The first time I met Lee Kuan Yew I was under strict orders not to open my mouth. It was 1987, I was a wire-service reporter, and Singapore's patriarch was in the middle of one of his periodic campaigns to show the Western press who was the boss in his city. When my father, also a journalist, secured an interview with Lee for a book he was writing and asked if I could tag along, Lee's people eventually agreed—but only on condition that I not utter a single word. At one point during the interview, Lee launched into a withering criticism of arrogant Western journalists who imposed their values on others. I opened my mouth to say something, but one stern look of warning from Lee was enough to make me snap my jaws shut.

Lee is famous for his formidable personality and unshakeable faith in his own convictions. Combine those qualities with a burning intelligence, a cold-eyed pragmatism and an unrelenting focus on his goals and you have some sense of the man who almost single-handedly transformed a sleepy tropical port into one of the world's most economically vibrant city-states. Yet that achievement, extraordinary as it is, is not what makes Lee unique. Today, at 83, after some 50 years of public life, Lee can securely count himself as the one and only Asian who has played witness, sculptor and adviser to all the great historical shifts Asia has undergone over the decades: the rise of nationalism; the end of the cold war; the growth of prosperity; and the emergence of China as a new global power. It is all this that makes Lee not just an elder statesman and a voice for Asia, but an enduring symbol of the region's pragmatism and resilience.

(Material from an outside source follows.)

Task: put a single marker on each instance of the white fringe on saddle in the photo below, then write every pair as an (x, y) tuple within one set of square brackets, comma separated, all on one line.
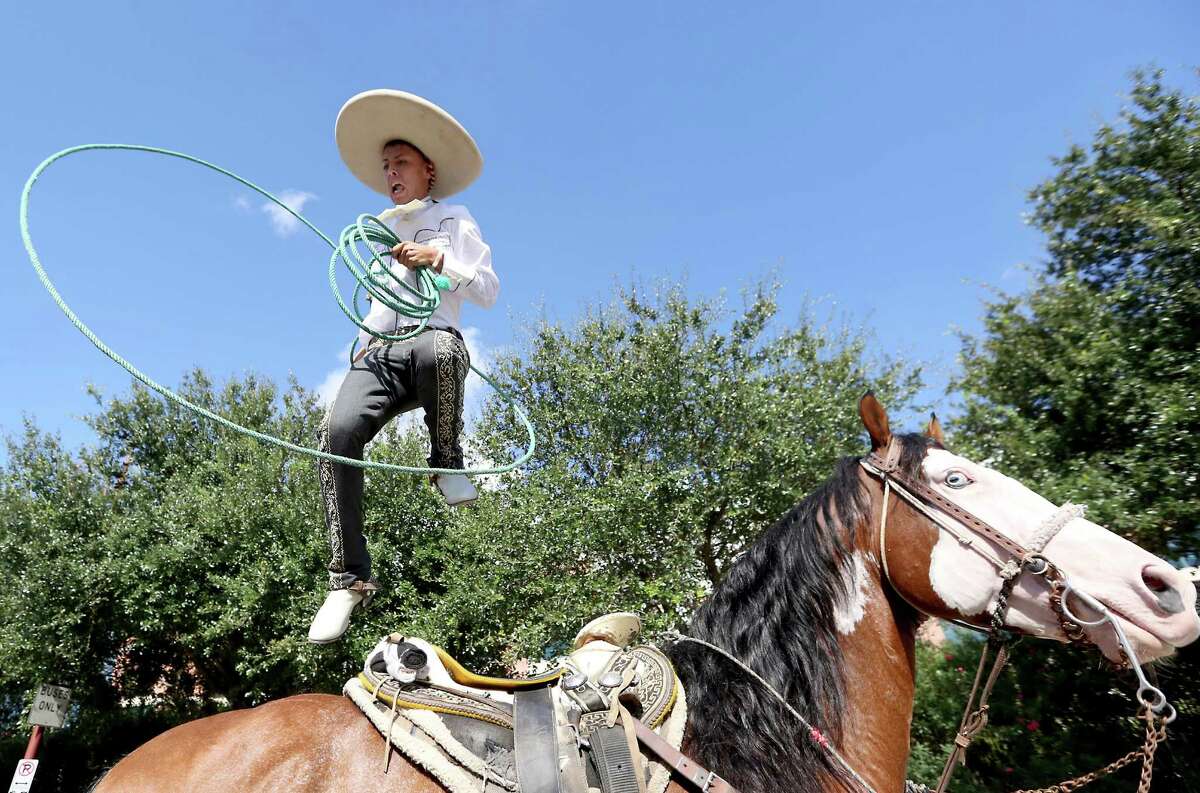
[(423, 738)]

Like most people, Lee was profoundly shaped by his early experiences—and the Cambridge-educated lawyer cut his teeth as a politician in a very rough school indeed. Amid the turmoil of independence from Britain in the 1950s, Lee faced down and ultimately defeated a deeply entrenched communist movement at a time when the red banners of Marxism seemed to be advancing inexorably throughout Asia. When he found himself Prime Minister in 1965, Lee applied the same tough approach to governing the tiny new nation. Although he called himself a socialist until the early 1970s, his actions were purely capitalist, forging Singapore's export-led economy by courting foreign investment and never wavering in his focus on three things: long-term planning, meritocracy and zero tolerance for corruption. The results have been dazzling: Singapore's GDP per capita exploded from a few hundred dollars in 1965 to around $29,500 today, just a few notches below its former colonial master Britain.

Last year, I had the opportunity to meet Lee again—this time for an extensive interview during which I was allowed to speak. I found him mellower than at our first meeting nearly two decades ago. He even choked up at one point as he talked about the death of a close friend. But the steely, uncompromising core that will always be bedrock Lee still rose to the surface. Asked about what his critics call a low tolerance for dissent in the city he virtually created, Lee wouldn't give an inch: "I'm not guided by what Human Rights Watch says. I am not interested in ratings by Freedom House or whatever. At the end of the day, is Singapore society better or worse off? That's the test." That test, even Lee's fiercest detractors would concede, Lee has passed spectacularly.